By Evan Johnson

In the last days of Jesus' life, Pilate asks him where he is from. Jesus doesn't answer. Pilate, shocked that someone would even passively refuse the demands of a Roman governor asks, "do you not know that I have authority to release you and authority to crucify you?" Jesus responds, "you would have no authority over me at all unless it had been given you from above." Pilate asks Jesus where he is from but instead learns where his authority comes from. Now, we don't know if this scared Pilate, or if he just thought Jesus was crazy. Either way, he did not deem the man worthy of crucifixion. Scripture says that from that point on he tried to change the Jewish leaders' minds. 

Jesus kept one thing at the center: the Gospel. His answer pointed back to God. Even though he initially defies Pilate in his silence, he knows the will of God and is not going to obstruct it. This is the same Jesus who told his followers to pay taxes, not because he fears Roman authority (as he defies it later by not answering Pilate's questions). They are to pay taxes so as to not give anyone, including the government, reason to doubt their salvation. Later in Acts, Paul uses his Roman citizenship to keep from being crucified, not because he fears for his life, but because he wants to continue to preach the Gospel.  William Wilberforce, a British politician, was moved to launch a campaign against the transatlantic slave trade because he believed that all people were created in the image of God. Dietrich Bonhoeffer, a German pastor, sought to fight Hitler's doctrinal overhaul of German churches during the 1930s but not because he was clinging to polity and liturgy. He saw evil rising in the world and knew that the goodness of Christ stood in direct opposition to it.

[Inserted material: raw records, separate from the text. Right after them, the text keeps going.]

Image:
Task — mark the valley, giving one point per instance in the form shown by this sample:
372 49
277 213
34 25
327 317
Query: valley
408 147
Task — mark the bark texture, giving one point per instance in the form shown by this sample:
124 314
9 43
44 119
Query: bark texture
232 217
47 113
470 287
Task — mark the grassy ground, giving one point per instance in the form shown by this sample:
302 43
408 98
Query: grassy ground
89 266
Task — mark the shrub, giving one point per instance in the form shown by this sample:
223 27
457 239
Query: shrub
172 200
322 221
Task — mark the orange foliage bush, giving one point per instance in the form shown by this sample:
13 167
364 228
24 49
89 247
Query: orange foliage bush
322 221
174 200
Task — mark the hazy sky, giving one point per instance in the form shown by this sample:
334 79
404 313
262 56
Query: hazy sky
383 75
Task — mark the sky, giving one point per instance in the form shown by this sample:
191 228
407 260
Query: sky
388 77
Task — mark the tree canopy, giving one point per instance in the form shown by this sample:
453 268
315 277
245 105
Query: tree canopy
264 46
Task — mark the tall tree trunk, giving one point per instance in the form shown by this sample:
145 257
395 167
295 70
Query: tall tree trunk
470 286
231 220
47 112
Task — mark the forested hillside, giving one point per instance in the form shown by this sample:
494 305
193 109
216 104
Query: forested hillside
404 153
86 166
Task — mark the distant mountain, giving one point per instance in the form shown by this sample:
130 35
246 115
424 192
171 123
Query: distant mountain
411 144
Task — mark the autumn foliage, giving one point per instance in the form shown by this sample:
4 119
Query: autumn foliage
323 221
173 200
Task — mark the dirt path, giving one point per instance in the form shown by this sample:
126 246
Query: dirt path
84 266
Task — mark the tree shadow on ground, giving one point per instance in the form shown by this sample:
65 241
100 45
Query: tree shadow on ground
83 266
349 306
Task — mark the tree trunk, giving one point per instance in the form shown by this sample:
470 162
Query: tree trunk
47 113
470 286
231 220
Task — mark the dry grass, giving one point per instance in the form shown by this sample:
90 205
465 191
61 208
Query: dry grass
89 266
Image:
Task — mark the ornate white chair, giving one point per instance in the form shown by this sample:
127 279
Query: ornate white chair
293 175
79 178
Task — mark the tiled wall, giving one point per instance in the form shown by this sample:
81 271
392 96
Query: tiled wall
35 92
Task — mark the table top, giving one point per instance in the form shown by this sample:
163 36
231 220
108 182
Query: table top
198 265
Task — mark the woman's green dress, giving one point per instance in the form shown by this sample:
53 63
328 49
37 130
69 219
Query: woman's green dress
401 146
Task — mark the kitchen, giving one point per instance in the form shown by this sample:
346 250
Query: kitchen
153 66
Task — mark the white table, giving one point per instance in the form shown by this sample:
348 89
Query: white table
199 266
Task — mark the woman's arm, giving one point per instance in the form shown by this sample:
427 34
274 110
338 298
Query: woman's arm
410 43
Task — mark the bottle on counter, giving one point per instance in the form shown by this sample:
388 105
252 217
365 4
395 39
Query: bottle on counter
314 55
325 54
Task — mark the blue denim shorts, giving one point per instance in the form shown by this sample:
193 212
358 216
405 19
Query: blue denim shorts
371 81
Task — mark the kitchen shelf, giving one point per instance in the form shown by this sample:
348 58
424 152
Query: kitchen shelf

There is no shortage of examples of people throughout history who, moved by their Christian convictions, fought for change in their political arenas. At the same time, there is no shortage of Scripture instructing Christians to submit to authorities. What, then, is the correct response to political authority that stands in direct contrast to biblical principles?

  1. GET INVOLVED. A Christian that is apathetic to the political system allows for the system to be apathetic towards Christians. Keep track of elections that are happening in the near future, especially the small and local ones such as City Council. Join a social movement. Join a political party. Run for office. If a cause stirs your heart, be its conduit for change.
  2. PRAY FOR YOUR LEADERS. Regardless of your political persuasion, take time to pray for those who represent you on the international stage as well as in City Hall. They need it just like the rest of us.
  3. DISAGREE WELL. I saved this one for last for a reason. Especially in politics, it is important for Christians to be ready to turn the other cheek because there will be those even within our own churches that we disagree with politically. The heart of the Christian is a passionate one, but it is not without mercy and grace.

We know it, but we need reminding that political parties don't save us from hell. Jesus does. At the end of the day, the one constant is God, and having that at the center of everything we do is essential.